Je me rappelle, avant
l'éclatement de la guerre, en Roumanie, j'ai déjà
été pris d'une inquiétude semblable. Un entrefilet avait
paru dans un quotidien roumain annonçant que, sous le patronage de
quelques élégantes, la croix rouge avait créé une
section roumaine, elle s'était mise diligemment au travail, elle avait
construit des hôpitaux. Il n'avait pas encore été question
de déclaration de guerre, d'ultimatum, les ambassadeurs discutaient en
grande courtoisie, "veuillez agréer l'expression de ma très
haute considération…", "Je peux assurer Votre Excellence
de ma plus haute…", s'écrivaient-ils, alors que pendant ce
temps la bienfaisance, cette vieille demoiselle zélée aux coudes
osseux, se préparait déjà, elle cousait des linges, elle
enroulait de la charpie, elle astiquait des tables d'opération, elle
dressait des lits pour les soldats qui pour le moment allaient et venaient,
bien portants, intacts, mais l'œil prévoyant de la bienfaisance
voyait déjà sur eux les trous béants ensanglantés.

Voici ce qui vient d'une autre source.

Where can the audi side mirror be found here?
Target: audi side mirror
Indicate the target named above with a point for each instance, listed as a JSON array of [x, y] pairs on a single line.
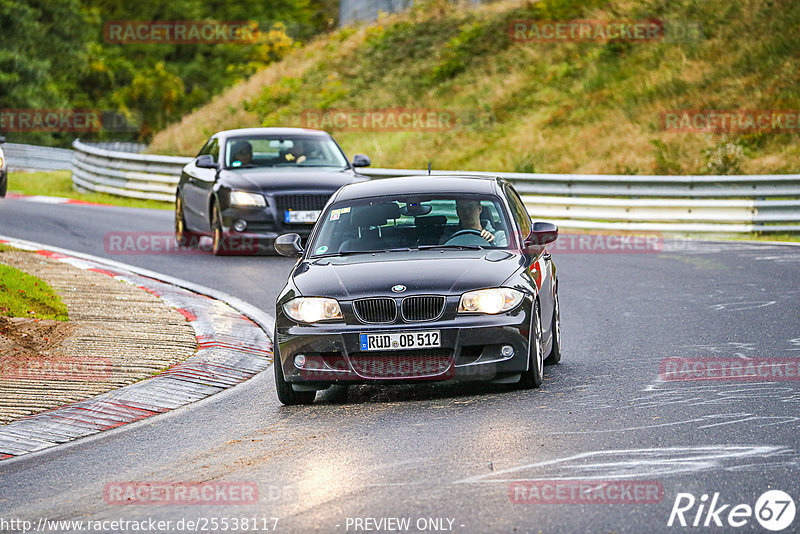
[[289, 245], [205, 161], [361, 160]]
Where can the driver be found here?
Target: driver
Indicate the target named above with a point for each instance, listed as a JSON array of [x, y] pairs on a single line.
[[242, 153], [469, 217], [296, 154]]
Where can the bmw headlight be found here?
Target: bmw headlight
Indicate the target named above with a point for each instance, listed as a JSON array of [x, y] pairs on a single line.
[[312, 309], [247, 200], [491, 301]]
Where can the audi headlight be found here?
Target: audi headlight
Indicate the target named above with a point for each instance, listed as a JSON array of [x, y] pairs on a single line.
[[312, 309], [491, 301], [248, 200]]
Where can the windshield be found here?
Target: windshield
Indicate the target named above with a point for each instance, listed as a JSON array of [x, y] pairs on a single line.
[[410, 222], [283, 151]]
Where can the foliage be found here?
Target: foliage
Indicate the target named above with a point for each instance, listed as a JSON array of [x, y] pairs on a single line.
[[54, 55], [557, 107], [24, 295]]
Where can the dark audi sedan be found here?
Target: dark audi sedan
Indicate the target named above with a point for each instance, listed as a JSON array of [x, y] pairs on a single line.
[[247, 186], [413, 279]]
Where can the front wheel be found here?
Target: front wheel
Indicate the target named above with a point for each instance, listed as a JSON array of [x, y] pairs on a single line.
[[220, 245], [286, 394], [532, 378], [183, 237], [555, 329]]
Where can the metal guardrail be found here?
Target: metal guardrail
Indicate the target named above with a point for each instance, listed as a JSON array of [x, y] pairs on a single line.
[[706, 204], [126, 174], [39, 158]]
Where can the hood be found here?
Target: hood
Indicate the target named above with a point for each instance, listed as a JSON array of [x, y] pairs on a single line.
[[268, 180], [422, 272]]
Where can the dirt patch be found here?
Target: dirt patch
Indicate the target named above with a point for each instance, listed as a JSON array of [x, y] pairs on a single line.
[[22, 336]]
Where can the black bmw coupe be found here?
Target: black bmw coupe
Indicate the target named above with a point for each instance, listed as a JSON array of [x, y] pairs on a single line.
[[419, 278], [247, 186]]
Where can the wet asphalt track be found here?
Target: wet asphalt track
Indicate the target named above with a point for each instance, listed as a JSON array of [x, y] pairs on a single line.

La guerre dormait encore profondément en ronflant, mais la bienfaisance
s'affairait déjà autour d'elle, dans ses petites pantoufles qui
crépitent elle faisait tinter des couteaux, cliqueter des assiettes
– ça y est, vous pouvez vous réveiller, disait-elle avec
fierté, je vous attends, j'ai préparé votre chambre. Comme
dans l'ancienne blague les deux commis voyageurs, c'est ainsi que Bonté
et Malheur étaient assis face à face, et la Bonté
dit : Parions dix forints que j'ai deviné ce que vous voulez. Vous
voulez la mort, les gémissements, des blessures horribles, des jambes
amputées, des viscères éviscérées. Et le
Malheur lui a passé les dix forints : "Vous n'avez pas
trouvé, mais vous m'avez donné une très bonne
idée."
Il existe des
vérités que l'on ne peut approcher que par le biais d'un
mensonge. Et il existe des méchancetés que seuls la morale et
l'altruisme rendent possibles : cette morale et cette
générosité naïves qui avancent et foncent avec
enthousiasme, se fraient un chemin, portent des flambeaux, sans se rendre
compte qu'elles ont tracé le chemin et qu'elles l'ont illuminé
pour la méchanceté, pour qu'elle puisse y exercer ses ravages.
Ô, science sage et
merveilleuse, qui cherche la vérité et la vie, tes yeux voient
jusqu'aux étoiles lointaines, ô science visionnaire, regarde
autour de toi, regarde sous tes pieds, prends garde ! Ô,
médecin français enthousiaste qui a encore ta découverte,
le produit miracle dans ta main tremblante de bonheur – arrête-toi
une seconde avant de courir à l'hôpital pour crier :
"Pitié pour le pauvre bras et la pauvre jambe ! Malheureux
blessé, lève-toi et marche et vis !" Car le bras et la
jambe ressusciteront et marcheront, mais la tête, avec le méchant
emportement dedans, les arrachera à tes mains et les reconduira dans la
colère de l'enfer pour qu'ils plongent dans la prison de la faucheuse
qu'il s'est creusée lui-même. Et tu le reverras, mort – et
la science enthousiaste, aveugle, se mettra de nouveau à travailler et
inventera un nouveau produit pour le ressusciter de ses cendres. Elle ressuscitera
le bras et la jambe et la tête et dans la tête la
méchanceté et la bêtise, et tout le mécanisme fou se
mettra à cliqueter et à courir et à foncer derechef
à la mort.
Science enthousiaste, le
problème est que tu ne vois que bras et jambes et tête, mais tu ne
vois pas l'homme entier. Tu sais dire à quoi servent les organes, mais
tu ignores à quoi sert l’homme entier.
Ce n’est ni le bras ni la
jambe que tu dois sauver ; c’est l’homme que tu dois sauver,
ô science ! Que ton règne vienne, fils de l’homme, toi
qui, peut-être, finiras par revenir à nous, simplement et
modestement, sans te targuer de venir de Nazareth sous n’importe quel
nom, sous n’importe quelle forme : peut-être vêtu des
haillons d’un pauvre savant travailleur qui attirerait notre attention
sur l’importance de la psychologie des masses. Viens, cherche et
découvre un produit qui désinfecterait l’âme malade
qui dépérit : fais-nous comprendre qu’il existe des
pathologies où il faut crever un œil pour que l’autre
apprenne à voir – et il faut amputer la jambe et le bras pour que
ce que nous appelons homme reste entier.